A Polícia Federal deflagrou uma operação nesta quinta-feira (8) com buscas contra os generais Braga Netto, Augusto Heleno, Paulo Sérgio Nogueira e Stevan Teófilo Gaspar de Oliveira, o ex-ministro da Defesa Anderson Torres, o presidente do PL, Valdemar Costa Neto e outros aliados militares ou políticos, de primeira hora, do ex-presidente Jair Bolsonaro (PL).

Também há buscas contra Tercio Arnoud Thomaz, conhecido como um dos pilares do chamado “gabinete do ódio”.

Há mandado de prisão contra ao menos quatro alvos. O ex-assessor especial do presidente Filipe Martins e o coronel do Exército Marcelo Câmara, ex-ajudante de ordens de Bolsonaro citado no inquérito que apura os presentes recebidos pelo ex-presidente, foram presos, segundo o blog da Andréia Sadi.

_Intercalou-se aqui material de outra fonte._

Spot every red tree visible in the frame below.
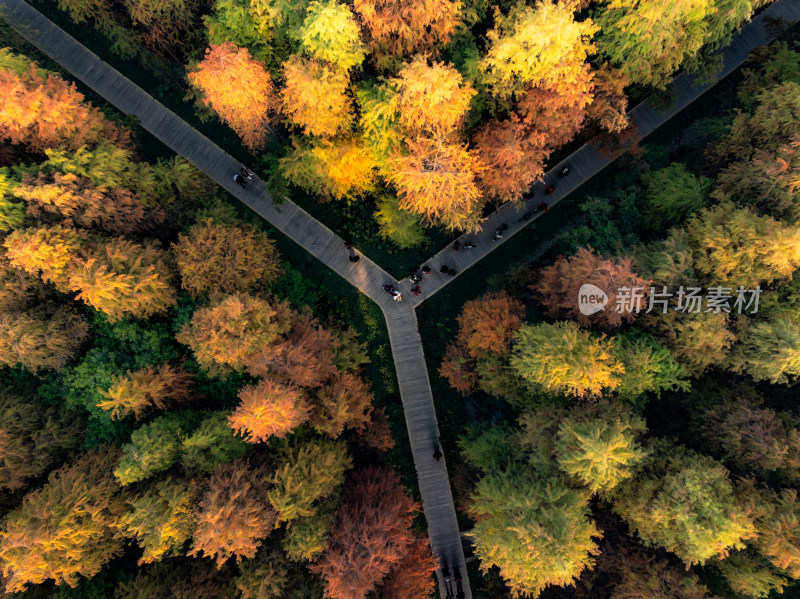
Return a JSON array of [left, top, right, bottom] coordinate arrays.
[[311, 468, 419, 599]]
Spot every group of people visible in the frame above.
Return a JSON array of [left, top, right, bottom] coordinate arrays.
[[442, 565, 466, 599]]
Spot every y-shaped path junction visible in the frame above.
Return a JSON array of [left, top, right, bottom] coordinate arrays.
[[0, 0, 800, 599]]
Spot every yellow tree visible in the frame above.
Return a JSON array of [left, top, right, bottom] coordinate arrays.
[[228, 380, 310, 443], [281, 55, 353, 137], [392, 56, 476, 137], [479, 0, 598, 99], [97, 363, 192, 420], [280, 137, 378, 200], [389, 138, 484, 231], [299, 0, 366, 71], [3, 226, 86, 292], [353, 0, 463, 68], [188, 42, 277, 149], [69, 237, 177, 322]]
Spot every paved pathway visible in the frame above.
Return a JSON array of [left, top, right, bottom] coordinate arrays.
[[0, 0, 800, 599]]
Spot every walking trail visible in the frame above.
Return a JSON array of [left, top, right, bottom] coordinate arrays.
[[0, 0, 800, 599]]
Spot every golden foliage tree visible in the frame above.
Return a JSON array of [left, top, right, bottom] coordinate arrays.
[[191, 460, 276, 567], [13, 173, 150, 234], [281, 55, 353, 137], [176, 294, 291, 370], [228, 380, 310, 443], [97, 363, 192, 420], [188, 42, 278, 150], [0, 64, 124, 152], [311, 372, 373, 439], [119, 479, 197, 566], [3, 226, 87, 292], [353, 0, 463, 68], [388, 139, 484, 231], [392, 56, 476, 138], [0, 306, 89, 372], [0, 449, 125, 592], [69, 237, 178, 322], [480, 0, 598, 99], [172, 218, 281, 297]]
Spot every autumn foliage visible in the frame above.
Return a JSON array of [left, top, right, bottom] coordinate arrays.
[[228, 380, 309, 443], [188, 42, 278, 149], [312, 468, 419, 599]]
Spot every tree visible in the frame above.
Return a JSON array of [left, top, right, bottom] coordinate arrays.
[[298, 0, 366, 71], [310, 468, 419, 599], [642, 162, 712, 231], [392, 55, 477, 138], [0, 448, 125, 593], [470, 472, 601, 596], [530, 248, 650, 329], [687, 202, 800, 289], [267, 439, 353, 524], [388, 138, 484, 231], [597, 0, 715, 88], [311, 372, 374, 439], [455, 292, 525, 359], [176, 294, 291, 370], [614, 333, 689, 400], [188, 42, 278, 150], [191, 460, 275, 567], [730, 319, 800, 384], [0, 390, 82, 491], [172, 218, 281, 297], [13, 173, 150, 234], [370, 537, 439, 599], [114, 413, 185, 486], [510, 322, 624, 397], [281, 55, 353, 137], [181, 412, 247, 474], [247, 309, 337, 387], [69, 237, 178, 322], [375, 194, 425, 249], [0, 63, 124, 152], [696, 393, 800, 480], [97, 363, 192, 420], [228, 380, 309, 443], [555, 407, 647, 493], [0, 306, 89, 372], [473, 115, 549, 202], [3, 225, 87, 292], [279, 137, 378, 201], [119, 479, 197, 566], [479, 0, 598, 99], [611, 442, 756, 566], [353, 0, 462, 68], [515, 64, 594, 150]]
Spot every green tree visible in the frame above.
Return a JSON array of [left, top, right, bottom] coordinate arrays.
[[510, 322, 624, 397], [181, 411, 247, 473], [611, 441, 756, 566], [298, 0, 366, 71], [119, 479, 197, 566], [730, 319, 800, 384], [267, 440, 353, 523], [642, 162, 712, 231], [114, 414, 185, 486], [470, 472, 601, 596], [555, 407, 647, 493]]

A investigação tenta elucidar a participação dessas pessoas nos atos do dia 8 de janeiro, quando milhares de manifestantes invadiram e depredaram as sedes dos Três Poderes (Planalto, Congresso e Supremo).

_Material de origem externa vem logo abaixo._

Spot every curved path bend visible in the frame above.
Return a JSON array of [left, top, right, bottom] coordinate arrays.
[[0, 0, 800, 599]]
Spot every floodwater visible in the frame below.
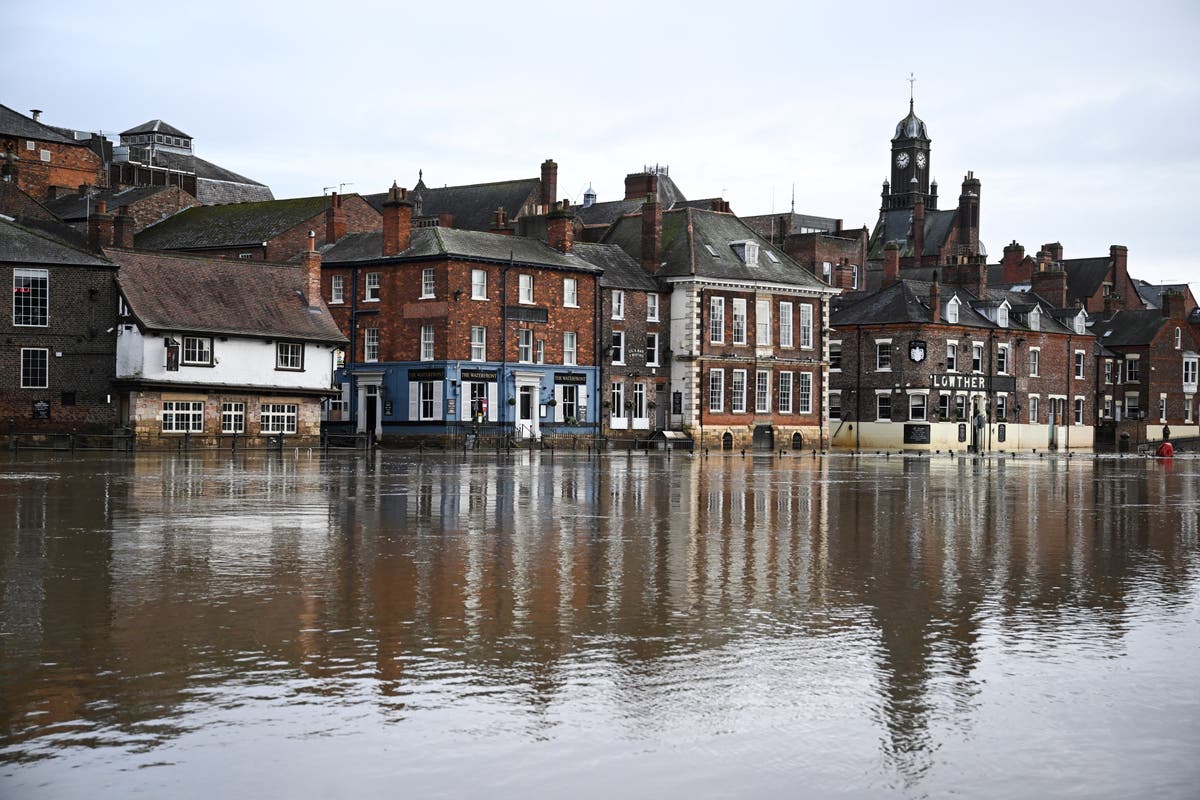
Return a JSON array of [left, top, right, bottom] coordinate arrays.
[[0, 452, 1200, 800]]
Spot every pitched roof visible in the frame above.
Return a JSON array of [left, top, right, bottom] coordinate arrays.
[[604, 207, 829, 290], [322, 227, 599, 272], [0, 106, 79, 145], [1092, 308, 1170, 347], [1062, 255, 1112, 305], [104, 248, 346, 342], [575, 242, 659, 291], [46, 186, 170, 222], [0, 216, 112, 266], [866, 209, 960, 259], [121, 120, 192, 139], [134, 196, 330, 249], [362, 178, 541, 230]]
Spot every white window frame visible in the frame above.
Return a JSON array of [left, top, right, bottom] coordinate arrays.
[[563, 331, 580, 367], [732, 297, 748, 344], [779, 302, 796, 348], [470, 270, 487, 300], [754, 369, 770, 414], [421, 325, 434, 361], [800, 302, 812, 350], [708, 369, 725, 414], [612, 289, 625, 319], [730, 369, 746, 414], [708, 297, 725, 344], [470, 325, 487, 361], [796, 372, 812, 414]]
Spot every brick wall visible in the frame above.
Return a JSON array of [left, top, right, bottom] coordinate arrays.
[[0, 264, 116, 432]]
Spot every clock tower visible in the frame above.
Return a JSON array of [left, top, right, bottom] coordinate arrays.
[[881, 96, 937, 211]]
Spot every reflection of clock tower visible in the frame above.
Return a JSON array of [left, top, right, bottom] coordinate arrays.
[[881, 97, 937, 211]]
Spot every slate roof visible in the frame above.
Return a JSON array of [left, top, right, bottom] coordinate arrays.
[[1092, 308, 1170, 348], [322, 228, 599, 272], [1062, 255, 1112, 305], [604, 207, 829, 290], [829, 278, 996, 327], [121, 120, 192, 139], [362, 178, 541, 231], [0, 106, 79, 145], [134, 196, 340, 249], [0, 217, 112, 266], [866, 209, 960, 259], [46, 186, 169, 222], [575, 242, 660, 291], [106, 248, 346, 342]]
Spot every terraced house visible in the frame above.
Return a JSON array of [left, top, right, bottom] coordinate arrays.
[[604, 194, 838, 449], [323, 185, 600, 443]]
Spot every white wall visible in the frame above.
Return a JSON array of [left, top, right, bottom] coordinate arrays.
[[116, 325, 334, 389]]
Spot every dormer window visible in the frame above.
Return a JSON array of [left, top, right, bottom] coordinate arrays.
[[730, 239, 758, 266]]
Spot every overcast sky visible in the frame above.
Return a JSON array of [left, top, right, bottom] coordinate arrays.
[[0, 0, 1200, 294]]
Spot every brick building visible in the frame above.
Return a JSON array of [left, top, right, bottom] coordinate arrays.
[[829, 242, 1096, 452], [0, 106, 108, 200], [0, 218, 116, 433], [604, 194, 836, 450], [106, 241, 346, 446], [134, 193, 382, 261], [323, 185, 600, 441], [1093, 291, 1200, 441], [575, 237, 671, 439]]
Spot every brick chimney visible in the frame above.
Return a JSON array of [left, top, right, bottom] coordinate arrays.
[[300, 230, 322, 308], [625, 172, 659, 200], [383, 181, 413, 257], [1001, 239, 1030, 283], [1109, 245, 1132, 307], [546, 200, 575, 253], [1159, 289, 1188, 320], [541, 158, 558, 213], [912, 194, 925, 267], [325, 192, 346, 245], [643, 193, 662, 275], [1030, 266, 1067, 308], [959, 172, 980, 255], [113, 205, 134, 249], [88, 200, 113, 249], [880, 241, 900, 289]]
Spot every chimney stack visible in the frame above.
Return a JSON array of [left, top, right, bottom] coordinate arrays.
[[643, 193, 662, 275], [383, 181, 413, 257], [541, 158, 558, 213], [880, 241, 900, 289], [325, 192, 346, 245], [1109, 245, 1133, 307], [1159, 289, 1188, 320], [1001, 239, 1031, 283], [113, 205, 133, 249], [300, 230, 322, 308], [546, 200, 575, 253], [88, 200, 113, 249]]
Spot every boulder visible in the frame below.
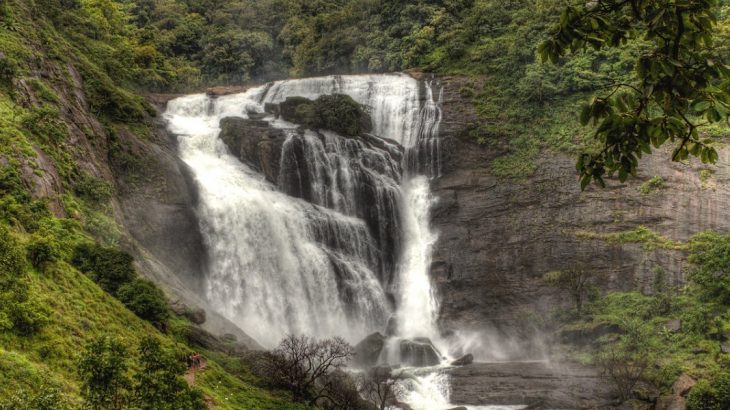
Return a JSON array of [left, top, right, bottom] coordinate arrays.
[[399, 338, 441, 367], [672, 373, 697, 396], [354, 332, 386, 367], [278, 94, 372, 137], [220, 117, 287, 184], [451, 353, 474, 366], [385, 316, 398, 337], [664, 319, 682, 333]]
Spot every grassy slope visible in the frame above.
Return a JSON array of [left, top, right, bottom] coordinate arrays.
[[0, 1, 306, 409]]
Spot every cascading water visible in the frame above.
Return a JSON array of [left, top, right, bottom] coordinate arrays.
[[166, 75, 474, 409]]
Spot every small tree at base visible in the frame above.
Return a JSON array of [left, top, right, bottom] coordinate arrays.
[[360, 367, 404, 410], [268, 335, 354, 405]]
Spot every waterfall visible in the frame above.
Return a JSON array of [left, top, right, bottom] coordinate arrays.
[[166, 90, 391, 347], [165, 74, 448, 408]]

Mandados em 9 estados e no DF

Segundo a PF, há mandados sendo cumpridos em Amazonas, Rio de Janeiro, São Paulo, Minas Gerais, Mato Grosso do Sul, Ceará, Espírito Santo, Paraná, Goiás e Distrito Federal.

Ainda de acordo com o material divulgado pela PF, o grupo investigado “se dividiu em núcleos de atuação para disseminar a ocorrência de fraude nas Eleições Presidenciais de 2022, antes mesmo da realização do pleito, de modo a viabilizar e legitimar uma intervenção militar, em dinâmica de milícia digital.